Our review of the trial tapes does not convince us that the trial court found Lopez guilty upon a showing of criminal negligence; the evidence of criminal negligence is decidedly underwhelming.(5) We are left with, at the very least, grave doubt as to whether the court's conclusion that the state was not required to prove criminal negligence had substantial and injurious effect or influence in determining its verdict. As a result, we cannot say that this error, which clearly affects substantial rights, was harmless, and we grant habeas relief. See O'Neal, 513 U.S. at 445.
We REVERSE the district court's judgment and grant the writ, with the condition that the State may retry Lopez within a reasonable time. If retrial is not commenced within a reasonable time, the State may be subject to further federal proceedings regarding his release. See Cargle, 2003 WL 170427, at *26.
Entered for the Court
David M. Ebel
*. This order and judgment is not binding precedent, except under the doctrines of law of the case, res judicata, and collateral estoppel. The court generally disfavors the citation of orders and judgments; nevertheless, an order and judgment may be cited under the terms and conditions of 10th Cir. R. 36.3.
1. After examining the briefs and appellate record, this panel has determined unanimously that oral argument would not materially assist the determination of this appeal. See Fed. R. App. P. 34(a)(2); 10th Cir. R. 34.1(G). The case is therefore ordered submitted without oral argument.
2. § 30-6-1(C) states:
Abuse of a child consists of a person knowingly, intentionally or negligently, and without justifiable cause, causing or permitting a child to be:
(1) placed in a situation that may endanger the child's life or health;
(2) tortured, cruelly confined or cruelly punished; or
(3) exposed to the inclemency of the weather.
3. This is the same error regardless of whether trial is by jury or the court.
4. We stress that retroactivity is not the issue in this case.
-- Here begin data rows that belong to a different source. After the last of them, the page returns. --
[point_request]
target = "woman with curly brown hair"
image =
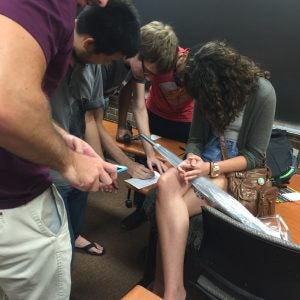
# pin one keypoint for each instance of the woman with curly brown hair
(235, 99)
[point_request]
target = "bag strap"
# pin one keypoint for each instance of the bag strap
(223, 147)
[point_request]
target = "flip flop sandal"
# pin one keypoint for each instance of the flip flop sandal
(87, 248)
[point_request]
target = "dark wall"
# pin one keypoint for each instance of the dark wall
(268, 31)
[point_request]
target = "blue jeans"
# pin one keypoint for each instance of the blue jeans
(75, 203)
(212, 150)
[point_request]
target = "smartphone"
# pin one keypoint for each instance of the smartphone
(121, 169)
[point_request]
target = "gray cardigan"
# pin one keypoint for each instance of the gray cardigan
(256, 128)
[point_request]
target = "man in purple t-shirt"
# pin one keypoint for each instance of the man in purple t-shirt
(35, 248)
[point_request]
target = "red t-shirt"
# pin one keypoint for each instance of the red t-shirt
(51, 23)
(169, 101)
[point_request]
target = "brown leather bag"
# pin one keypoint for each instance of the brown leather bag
(252, 188)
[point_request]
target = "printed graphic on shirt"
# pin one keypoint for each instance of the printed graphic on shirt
(174, 94)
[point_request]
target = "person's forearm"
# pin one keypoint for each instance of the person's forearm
(27, 131)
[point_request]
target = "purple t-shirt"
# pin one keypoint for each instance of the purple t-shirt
(51, 23)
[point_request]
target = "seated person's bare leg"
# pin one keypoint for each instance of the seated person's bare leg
(176, 202)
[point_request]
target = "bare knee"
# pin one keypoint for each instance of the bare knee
(166, 181)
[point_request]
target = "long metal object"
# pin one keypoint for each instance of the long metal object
(205, 187)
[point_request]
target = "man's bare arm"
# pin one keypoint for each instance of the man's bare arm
(25, 122)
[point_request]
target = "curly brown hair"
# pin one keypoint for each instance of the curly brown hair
(220, 79)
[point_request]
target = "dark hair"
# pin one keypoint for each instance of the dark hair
(115, 27)
(220, 79)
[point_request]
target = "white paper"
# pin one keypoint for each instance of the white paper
(292, 196)
(141, 183)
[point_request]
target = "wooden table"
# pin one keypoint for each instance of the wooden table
(136, 147)
(290, 211)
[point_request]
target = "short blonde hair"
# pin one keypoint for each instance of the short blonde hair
(159, 45)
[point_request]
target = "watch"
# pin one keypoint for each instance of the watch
(214, 169)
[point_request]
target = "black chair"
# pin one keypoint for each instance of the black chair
(236, 262)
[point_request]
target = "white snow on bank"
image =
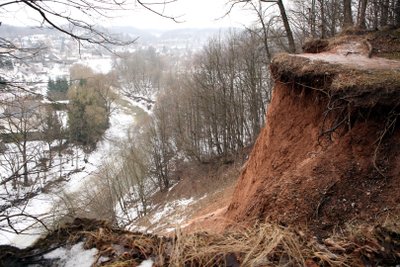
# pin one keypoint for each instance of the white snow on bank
(101, 65)
(42, 205)
(74, 256)
(146, 263)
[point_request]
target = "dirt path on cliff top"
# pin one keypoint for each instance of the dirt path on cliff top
(354, 60)
(353, 54)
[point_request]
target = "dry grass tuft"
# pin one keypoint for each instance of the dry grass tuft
(262, 245)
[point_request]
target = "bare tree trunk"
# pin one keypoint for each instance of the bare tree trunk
(397, 13)
(384, 13)
(323, 19)
(292, 46)
(361, 14)
(312, 19)
(348, 16)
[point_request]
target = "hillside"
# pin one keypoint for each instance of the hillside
(330, 151)
(318, 189)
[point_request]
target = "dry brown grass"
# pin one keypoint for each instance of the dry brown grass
(262, 245)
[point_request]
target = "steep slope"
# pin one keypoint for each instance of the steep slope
(330, 152)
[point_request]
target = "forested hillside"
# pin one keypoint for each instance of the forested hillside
(279, 137)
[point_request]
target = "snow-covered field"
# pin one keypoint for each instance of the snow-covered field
(41, 205)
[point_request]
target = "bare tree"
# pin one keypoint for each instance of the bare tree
(283, 15)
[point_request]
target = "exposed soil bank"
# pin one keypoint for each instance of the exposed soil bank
(330, 153)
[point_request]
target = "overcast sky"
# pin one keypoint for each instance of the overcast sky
(191, 13)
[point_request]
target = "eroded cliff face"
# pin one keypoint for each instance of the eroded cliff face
(328, 155)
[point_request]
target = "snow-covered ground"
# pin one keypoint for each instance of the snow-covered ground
(122, 119)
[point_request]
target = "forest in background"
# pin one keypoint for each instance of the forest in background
(212, 106)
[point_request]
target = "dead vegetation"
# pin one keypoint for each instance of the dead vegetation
(262, 245)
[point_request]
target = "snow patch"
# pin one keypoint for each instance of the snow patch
(146, 263)
(74, 256)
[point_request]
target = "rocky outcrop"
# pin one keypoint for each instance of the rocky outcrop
(330, 152)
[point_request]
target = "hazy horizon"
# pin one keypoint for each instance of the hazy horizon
(191, 14)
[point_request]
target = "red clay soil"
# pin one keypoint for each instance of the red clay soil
(296, 177)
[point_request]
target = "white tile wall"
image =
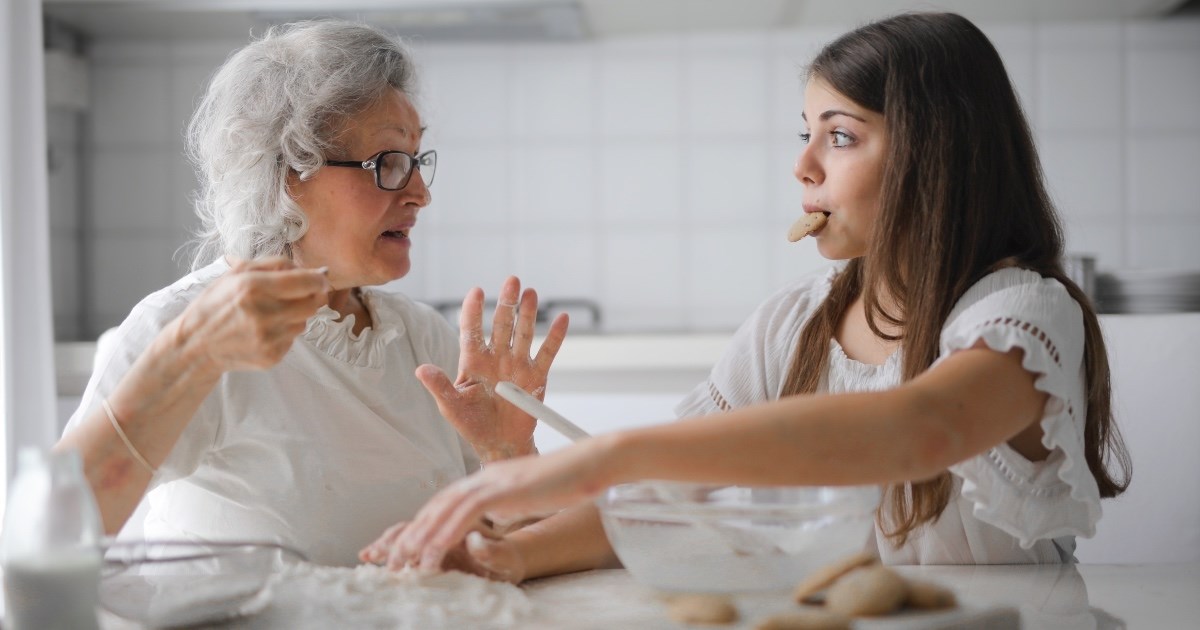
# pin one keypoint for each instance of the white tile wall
(654, 173)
Santillanes clearly stated that its holding would apply to cases pending on direct review. 849 P.2d at 368; see generally State v. Rogers, 602 P.2d 616, 618 (N.M. 1979) (holding that concerns of retroactive application arise "only for causes that have been finalized," which means that appeal rights have been exhausted). This case is about claim preservation, i.e., procedural default.
5. On the other hand, we cannot say that the evidence of criminal negligence is so deficient that no rational trier of fact could have found criminal negligence beyond a reasonable doubt, see Jackson v. Virginia, 443 U.S. 307, 319 (1979), which allays any double jeopardy concerns that might arise regarding retrial. See Cargle, 2003 WL 170427, at *25-26.